Бухеру было двадцать пять лет, из которых семь лет он провел в лагере. Его отец был редактором какой-то социал-демократической газеты: достаточно, чтобы бросить сына за решетку. «Если он отсюда выйдет, то сможет прожить еще сорок лет. Сорок или пятьдесят. А вот мне уже пятьдесят. Мне, наверное, суждено прожить еще десять, самое большее двадцать лет. — Он вытащил из кармана какую-то деревяшку и стал ее жевать. — Чего вдруг полезли эти мысли?» — подумал он.
Вернулся Бергер.
— Пятьсот девятый, с тобой хочет поговорить Ломан. Ломан лежал в глубинной части барака на нижней кровати без соломенной подстилки. Ему так хотелось. Он страдал острой формой дизентерии и не мог больше вставать. Он считал, что так будет опрятнее. Но так опрятнее не было. Однако все к этому уже привыкли. Почти у каждого был понос. Для Ломана это было пыткой. Он умирал и словно извинялся каждым судорожным позывом своих внутренностей. Его лицо было таким землисто-серым, что он казался бескровным негром. Он повел рукой, и Пятьсот девятый склонился над ним. Глазные яблоки у Ломана светились желтоватым цветом.

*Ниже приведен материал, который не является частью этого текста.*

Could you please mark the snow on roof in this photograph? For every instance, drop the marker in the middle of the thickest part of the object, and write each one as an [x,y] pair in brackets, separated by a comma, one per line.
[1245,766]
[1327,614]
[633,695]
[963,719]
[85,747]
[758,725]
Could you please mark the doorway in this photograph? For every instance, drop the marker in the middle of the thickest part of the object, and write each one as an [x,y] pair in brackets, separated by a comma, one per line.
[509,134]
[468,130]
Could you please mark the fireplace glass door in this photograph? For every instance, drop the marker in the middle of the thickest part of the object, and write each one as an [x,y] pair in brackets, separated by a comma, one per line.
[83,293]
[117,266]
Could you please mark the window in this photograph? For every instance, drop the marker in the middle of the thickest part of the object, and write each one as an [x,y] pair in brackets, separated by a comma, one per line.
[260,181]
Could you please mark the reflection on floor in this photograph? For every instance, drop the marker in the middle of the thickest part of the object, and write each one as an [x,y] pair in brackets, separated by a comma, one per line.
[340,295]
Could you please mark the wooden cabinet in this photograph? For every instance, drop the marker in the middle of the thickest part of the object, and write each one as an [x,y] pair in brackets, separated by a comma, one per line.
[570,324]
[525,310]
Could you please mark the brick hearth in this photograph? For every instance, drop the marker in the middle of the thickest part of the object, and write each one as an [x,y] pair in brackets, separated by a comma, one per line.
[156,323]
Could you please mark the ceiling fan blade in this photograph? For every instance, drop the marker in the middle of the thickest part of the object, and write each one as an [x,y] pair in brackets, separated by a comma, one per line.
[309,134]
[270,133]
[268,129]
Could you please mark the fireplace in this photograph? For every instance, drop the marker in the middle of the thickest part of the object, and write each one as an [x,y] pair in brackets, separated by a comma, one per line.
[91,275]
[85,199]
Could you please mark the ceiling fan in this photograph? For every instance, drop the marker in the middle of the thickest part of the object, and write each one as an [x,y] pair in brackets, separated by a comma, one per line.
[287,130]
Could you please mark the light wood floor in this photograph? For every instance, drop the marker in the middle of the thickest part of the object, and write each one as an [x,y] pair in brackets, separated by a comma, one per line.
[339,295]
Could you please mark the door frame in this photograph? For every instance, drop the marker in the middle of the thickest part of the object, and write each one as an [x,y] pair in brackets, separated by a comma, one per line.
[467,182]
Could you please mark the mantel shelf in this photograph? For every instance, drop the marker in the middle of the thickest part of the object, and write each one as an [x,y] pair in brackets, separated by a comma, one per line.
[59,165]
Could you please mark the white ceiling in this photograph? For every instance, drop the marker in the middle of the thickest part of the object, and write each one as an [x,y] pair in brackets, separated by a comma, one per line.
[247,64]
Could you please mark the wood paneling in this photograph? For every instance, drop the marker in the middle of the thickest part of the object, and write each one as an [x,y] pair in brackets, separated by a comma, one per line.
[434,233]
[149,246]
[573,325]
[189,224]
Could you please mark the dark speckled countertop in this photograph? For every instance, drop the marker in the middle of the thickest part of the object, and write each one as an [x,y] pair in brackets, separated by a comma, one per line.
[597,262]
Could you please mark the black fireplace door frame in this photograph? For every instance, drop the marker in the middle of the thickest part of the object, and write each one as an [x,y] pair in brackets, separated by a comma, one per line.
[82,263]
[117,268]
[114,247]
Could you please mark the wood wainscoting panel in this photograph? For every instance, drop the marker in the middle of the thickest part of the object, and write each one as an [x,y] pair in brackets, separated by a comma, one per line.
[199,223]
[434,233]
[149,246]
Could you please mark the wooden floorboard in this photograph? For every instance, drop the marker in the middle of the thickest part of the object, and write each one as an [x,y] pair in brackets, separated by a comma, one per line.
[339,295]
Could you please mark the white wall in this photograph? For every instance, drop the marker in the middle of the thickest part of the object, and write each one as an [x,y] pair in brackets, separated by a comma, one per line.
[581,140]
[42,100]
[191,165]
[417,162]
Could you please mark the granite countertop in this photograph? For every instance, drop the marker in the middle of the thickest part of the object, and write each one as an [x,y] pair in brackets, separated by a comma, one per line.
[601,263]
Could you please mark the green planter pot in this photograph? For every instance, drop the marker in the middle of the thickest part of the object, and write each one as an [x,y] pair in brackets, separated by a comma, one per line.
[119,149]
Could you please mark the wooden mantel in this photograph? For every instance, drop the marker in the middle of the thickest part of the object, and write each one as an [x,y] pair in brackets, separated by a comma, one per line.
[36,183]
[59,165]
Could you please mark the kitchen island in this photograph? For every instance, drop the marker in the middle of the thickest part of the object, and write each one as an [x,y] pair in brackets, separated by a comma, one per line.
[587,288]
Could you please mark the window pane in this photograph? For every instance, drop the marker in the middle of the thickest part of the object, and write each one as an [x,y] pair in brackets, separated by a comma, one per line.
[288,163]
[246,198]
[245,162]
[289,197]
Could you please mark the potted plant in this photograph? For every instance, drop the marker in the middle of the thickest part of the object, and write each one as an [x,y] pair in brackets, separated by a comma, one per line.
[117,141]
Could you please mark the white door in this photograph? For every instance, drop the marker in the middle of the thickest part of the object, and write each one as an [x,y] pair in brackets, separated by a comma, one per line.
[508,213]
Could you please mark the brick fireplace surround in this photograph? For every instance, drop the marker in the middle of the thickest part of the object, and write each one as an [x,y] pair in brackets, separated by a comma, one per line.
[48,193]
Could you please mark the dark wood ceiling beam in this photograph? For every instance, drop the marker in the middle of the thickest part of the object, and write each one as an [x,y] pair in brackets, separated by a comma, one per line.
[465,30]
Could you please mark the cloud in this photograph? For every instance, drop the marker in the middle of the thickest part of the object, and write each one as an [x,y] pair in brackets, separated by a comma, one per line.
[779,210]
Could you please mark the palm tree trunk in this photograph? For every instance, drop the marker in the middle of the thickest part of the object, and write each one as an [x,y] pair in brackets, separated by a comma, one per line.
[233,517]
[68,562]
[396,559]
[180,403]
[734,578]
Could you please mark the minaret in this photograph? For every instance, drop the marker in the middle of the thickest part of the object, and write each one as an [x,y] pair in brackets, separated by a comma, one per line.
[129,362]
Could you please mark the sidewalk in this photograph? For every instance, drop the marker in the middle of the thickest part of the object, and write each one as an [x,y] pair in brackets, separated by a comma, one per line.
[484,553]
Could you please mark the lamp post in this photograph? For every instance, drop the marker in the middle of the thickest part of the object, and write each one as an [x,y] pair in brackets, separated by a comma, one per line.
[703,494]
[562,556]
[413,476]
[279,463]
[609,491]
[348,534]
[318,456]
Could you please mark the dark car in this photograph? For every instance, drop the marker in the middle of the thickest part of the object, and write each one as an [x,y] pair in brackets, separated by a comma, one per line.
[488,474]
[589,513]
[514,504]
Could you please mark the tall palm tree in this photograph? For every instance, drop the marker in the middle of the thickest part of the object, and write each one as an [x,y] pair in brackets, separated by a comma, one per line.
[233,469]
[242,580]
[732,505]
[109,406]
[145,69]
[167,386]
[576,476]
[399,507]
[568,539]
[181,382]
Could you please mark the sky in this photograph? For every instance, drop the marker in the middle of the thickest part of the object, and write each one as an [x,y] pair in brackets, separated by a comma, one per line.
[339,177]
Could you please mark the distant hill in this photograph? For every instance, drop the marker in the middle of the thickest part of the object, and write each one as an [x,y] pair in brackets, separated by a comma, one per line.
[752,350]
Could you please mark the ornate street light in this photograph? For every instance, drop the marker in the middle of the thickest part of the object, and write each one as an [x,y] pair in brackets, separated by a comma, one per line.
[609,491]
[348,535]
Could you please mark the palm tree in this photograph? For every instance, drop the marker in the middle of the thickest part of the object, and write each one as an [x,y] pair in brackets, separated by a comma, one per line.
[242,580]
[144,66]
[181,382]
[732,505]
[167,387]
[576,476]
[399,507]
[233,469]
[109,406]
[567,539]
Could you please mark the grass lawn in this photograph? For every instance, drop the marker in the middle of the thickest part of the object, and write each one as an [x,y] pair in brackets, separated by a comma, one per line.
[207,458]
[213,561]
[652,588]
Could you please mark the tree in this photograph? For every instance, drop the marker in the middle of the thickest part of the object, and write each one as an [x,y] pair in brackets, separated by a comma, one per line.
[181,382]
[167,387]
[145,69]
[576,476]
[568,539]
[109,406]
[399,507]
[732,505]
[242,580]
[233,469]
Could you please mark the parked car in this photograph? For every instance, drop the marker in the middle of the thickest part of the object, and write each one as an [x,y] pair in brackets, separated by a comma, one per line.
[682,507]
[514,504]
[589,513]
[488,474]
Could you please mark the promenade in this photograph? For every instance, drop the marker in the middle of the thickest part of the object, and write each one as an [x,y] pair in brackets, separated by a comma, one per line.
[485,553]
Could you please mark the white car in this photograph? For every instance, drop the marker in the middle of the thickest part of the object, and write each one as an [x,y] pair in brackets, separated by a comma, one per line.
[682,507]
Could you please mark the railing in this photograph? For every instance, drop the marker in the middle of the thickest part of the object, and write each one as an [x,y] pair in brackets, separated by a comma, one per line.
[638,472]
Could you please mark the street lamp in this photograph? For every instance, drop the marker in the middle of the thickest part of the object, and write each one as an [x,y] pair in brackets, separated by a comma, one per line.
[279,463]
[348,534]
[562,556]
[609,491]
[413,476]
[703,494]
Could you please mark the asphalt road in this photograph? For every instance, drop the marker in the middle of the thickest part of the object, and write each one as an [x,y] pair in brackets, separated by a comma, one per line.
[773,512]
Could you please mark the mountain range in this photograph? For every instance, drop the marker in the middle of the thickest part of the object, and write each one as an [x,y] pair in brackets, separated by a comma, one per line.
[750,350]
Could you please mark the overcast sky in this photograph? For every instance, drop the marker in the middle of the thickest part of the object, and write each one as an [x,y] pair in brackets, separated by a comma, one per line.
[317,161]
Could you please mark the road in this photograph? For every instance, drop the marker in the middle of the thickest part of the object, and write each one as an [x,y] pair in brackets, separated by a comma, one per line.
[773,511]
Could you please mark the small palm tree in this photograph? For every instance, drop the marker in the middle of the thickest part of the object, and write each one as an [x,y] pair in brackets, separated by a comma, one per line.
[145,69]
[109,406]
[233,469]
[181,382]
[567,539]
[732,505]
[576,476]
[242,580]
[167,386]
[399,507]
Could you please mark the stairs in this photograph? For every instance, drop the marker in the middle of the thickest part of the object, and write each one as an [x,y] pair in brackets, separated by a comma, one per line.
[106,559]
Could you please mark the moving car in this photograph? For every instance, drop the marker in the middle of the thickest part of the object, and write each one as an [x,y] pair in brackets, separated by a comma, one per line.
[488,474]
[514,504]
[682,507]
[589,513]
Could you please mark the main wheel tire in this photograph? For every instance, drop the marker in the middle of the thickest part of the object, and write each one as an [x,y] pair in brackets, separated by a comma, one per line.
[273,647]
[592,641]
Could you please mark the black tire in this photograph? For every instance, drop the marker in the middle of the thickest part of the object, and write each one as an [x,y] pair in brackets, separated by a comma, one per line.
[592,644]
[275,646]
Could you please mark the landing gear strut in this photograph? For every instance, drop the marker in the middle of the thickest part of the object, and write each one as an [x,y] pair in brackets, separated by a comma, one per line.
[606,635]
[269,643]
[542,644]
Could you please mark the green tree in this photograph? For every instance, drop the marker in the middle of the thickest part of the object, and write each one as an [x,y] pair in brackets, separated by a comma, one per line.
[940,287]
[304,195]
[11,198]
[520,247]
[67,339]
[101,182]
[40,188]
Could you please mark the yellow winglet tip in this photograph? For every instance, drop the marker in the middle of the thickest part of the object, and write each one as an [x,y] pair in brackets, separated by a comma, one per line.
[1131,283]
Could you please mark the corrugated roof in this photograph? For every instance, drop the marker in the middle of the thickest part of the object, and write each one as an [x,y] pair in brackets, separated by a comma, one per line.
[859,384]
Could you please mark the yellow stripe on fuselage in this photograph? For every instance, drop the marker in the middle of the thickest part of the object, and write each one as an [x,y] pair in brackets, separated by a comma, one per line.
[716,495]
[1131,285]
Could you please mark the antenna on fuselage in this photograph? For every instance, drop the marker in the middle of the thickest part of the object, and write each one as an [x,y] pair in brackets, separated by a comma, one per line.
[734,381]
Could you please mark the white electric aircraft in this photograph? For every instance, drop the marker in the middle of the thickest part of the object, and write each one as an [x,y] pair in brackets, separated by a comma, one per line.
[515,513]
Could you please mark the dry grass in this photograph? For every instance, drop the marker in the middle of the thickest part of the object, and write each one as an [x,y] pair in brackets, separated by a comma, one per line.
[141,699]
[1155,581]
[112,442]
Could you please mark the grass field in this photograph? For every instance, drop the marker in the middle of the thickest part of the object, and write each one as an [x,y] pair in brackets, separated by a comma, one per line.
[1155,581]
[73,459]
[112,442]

— Видишь это? — прошептал он, широко раскрыв свой рот.
— Что? — спросил Пятьсот девятый, рассматривая синее нёбо.
— Сзади справа — здесь золотая коронка.
Ломан повернул голову в направлении узкого окна.
— Да, — проговорил Пятьсот девятый. — Вижу. — Хотя он, признаться, ничего не видел.
— Выньте ее.
— Что?
— Выньте ее, говорю! — прошептал нетерпеливо Ломан.
Пятьсот девятый посмотрел на Бергера. Тот покачал головой.
— Она ведь крепко сидит, — заметил Пятьсот девятый.
— Тогда вырвите зуб. Он уже качается. Бергер это умеет. Он в крематории этим тоже занимается. Вдвоем вам легче будет сделать.
— К чему это?
Веки у Ломана поднялись и медленно опустились. Они были как у черепахи. У него не осталось больше ресниц.
— Вы же сами знаете. Деньги. На это купите еду. Лебенталь обменяет.
Пятьсот девятый молчал. Выменять золотую коронку на еду было небезопасно. Как правило, золотые пломбы регистрировались при поступлении заключенных в лагерь, потом в крематории их вытаскивали и собирали.